Between Roots and Rooftops

Banana Yoshimoto’s short essay, published in Japanstory.org, reminisces about the Tokyo neighborhood of Shimokitazawa and the loss over the years of many of its charms. “All relationships, not just our love affairs, prove awfully difficult once the brightest days are behind us” is how she sums up her growing disaffection with the place.
Yoshimoto writes that smaller, independent businesses used to be lifeblood of the city, keeping things interesting. She blames their disappearance on the neoliberal policies of the government of Junichiro Koizumi, who was prime minister from 2001 to 2006. Since then, she claims, the distinctive atmosphere of the neighborhood has disintegrated, its ragtag collection of local shops and places with tasty food giving way to shiny chain stores and restaurants.
Despite Banana Yoshimoto’s longing for a lost Shimokitazawa, it remains one of Tokyo’s more vibrant and promising neighborhoods, best known for its many vintage clothing stores among a maze of narrow streets. Notable among recent developments is the Shimokitazawa Bonus Track, a living-working environment, on top of land owned by Odayku, a private railway company.
The studio set out to build on this promise through architectural and urban interventions at a variety of scales, responding to neighborhood needs and broader demographic shifts—including the realities of degrowth—that are reshaping Japan. By combining adaptations of existing structures with new buildings and reimagined public spaces, we aimed to restore some of Yoshimoto’s faith in the city and its possibilities for conviviality. In this, we drew inspiration from Ivan Illich’s Tools for Conviviality, which celebrates “autonomous and creative” relationships between people and their environments.
Our work began with a trip to Shimokitazawa in Setagaya Ward, where we met the mayor, attended community consultations, and spoke with local developers. We also toured projects elsewhere in Tokyo and learned directly from Toyo Ito and his colleagues about their ongoing work.
These encounters informed students’ choices of sites and programs. Before traveling, we studied Shimokitazawa’s form using maps and aerial photographs. Each student designed a preliminary intervention around our action area near Shimokitazawa Station. This preparatory work helped guide site selection and project development once on the ground in Japan.

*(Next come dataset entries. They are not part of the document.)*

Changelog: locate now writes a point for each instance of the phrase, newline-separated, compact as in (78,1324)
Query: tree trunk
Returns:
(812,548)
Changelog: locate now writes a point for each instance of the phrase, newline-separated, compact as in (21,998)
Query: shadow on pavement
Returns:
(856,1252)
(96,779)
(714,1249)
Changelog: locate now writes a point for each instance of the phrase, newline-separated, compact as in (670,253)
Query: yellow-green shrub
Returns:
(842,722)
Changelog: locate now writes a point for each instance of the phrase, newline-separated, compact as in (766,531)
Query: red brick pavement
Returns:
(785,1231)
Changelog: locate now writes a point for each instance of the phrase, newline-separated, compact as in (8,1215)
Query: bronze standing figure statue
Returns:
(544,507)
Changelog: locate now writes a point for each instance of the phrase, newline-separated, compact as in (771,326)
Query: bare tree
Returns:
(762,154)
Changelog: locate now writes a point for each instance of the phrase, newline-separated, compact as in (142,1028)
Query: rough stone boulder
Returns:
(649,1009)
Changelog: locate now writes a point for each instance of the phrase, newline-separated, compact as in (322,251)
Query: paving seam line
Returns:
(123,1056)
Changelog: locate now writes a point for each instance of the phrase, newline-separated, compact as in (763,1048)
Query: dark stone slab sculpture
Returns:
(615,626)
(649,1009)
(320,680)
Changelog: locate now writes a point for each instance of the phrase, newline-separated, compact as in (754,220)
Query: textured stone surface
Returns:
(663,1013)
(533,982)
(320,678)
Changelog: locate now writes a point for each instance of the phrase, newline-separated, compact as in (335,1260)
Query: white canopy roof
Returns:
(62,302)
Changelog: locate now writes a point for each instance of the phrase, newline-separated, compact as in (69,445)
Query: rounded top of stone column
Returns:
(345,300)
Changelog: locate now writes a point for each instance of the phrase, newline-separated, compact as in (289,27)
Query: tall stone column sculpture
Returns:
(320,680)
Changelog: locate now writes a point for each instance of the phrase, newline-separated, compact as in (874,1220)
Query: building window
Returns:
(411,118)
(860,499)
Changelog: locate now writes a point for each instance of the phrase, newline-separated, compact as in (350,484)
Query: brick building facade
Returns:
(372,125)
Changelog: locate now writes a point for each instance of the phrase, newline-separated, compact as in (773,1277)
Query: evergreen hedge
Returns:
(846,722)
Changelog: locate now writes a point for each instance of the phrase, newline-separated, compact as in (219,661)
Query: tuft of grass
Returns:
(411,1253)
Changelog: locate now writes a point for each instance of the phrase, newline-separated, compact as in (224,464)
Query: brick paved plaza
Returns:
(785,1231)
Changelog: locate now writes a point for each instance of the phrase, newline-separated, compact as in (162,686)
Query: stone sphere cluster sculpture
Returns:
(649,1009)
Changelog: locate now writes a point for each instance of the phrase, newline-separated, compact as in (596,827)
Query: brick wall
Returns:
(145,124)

The resulting projects are diverse: a vertical kindergarten, a compact live-work building, cultural and leisure facilities, and proposals for the redevelopment of the former market site near Shimokitazawa Station.
The work presented in this publication considers Japan’s pressing demographic shifts—an aging population, a declining birth rate, and limited immigration—while offering an alternative to recent large-scale developments in Tokyo and their exclusionary consequences.
As an ensemble, they sketch a vision for how neighborhoods like Shimokitazawa might regenerate themselves through collective and collaborative action. Here, architecture becomes an important catalyst for urban change. Instead of typical large scale urban design initiatives, it is the density and the proximity of the projects that support new initiatives in conversation with the existing network and life of Shimokitazawa.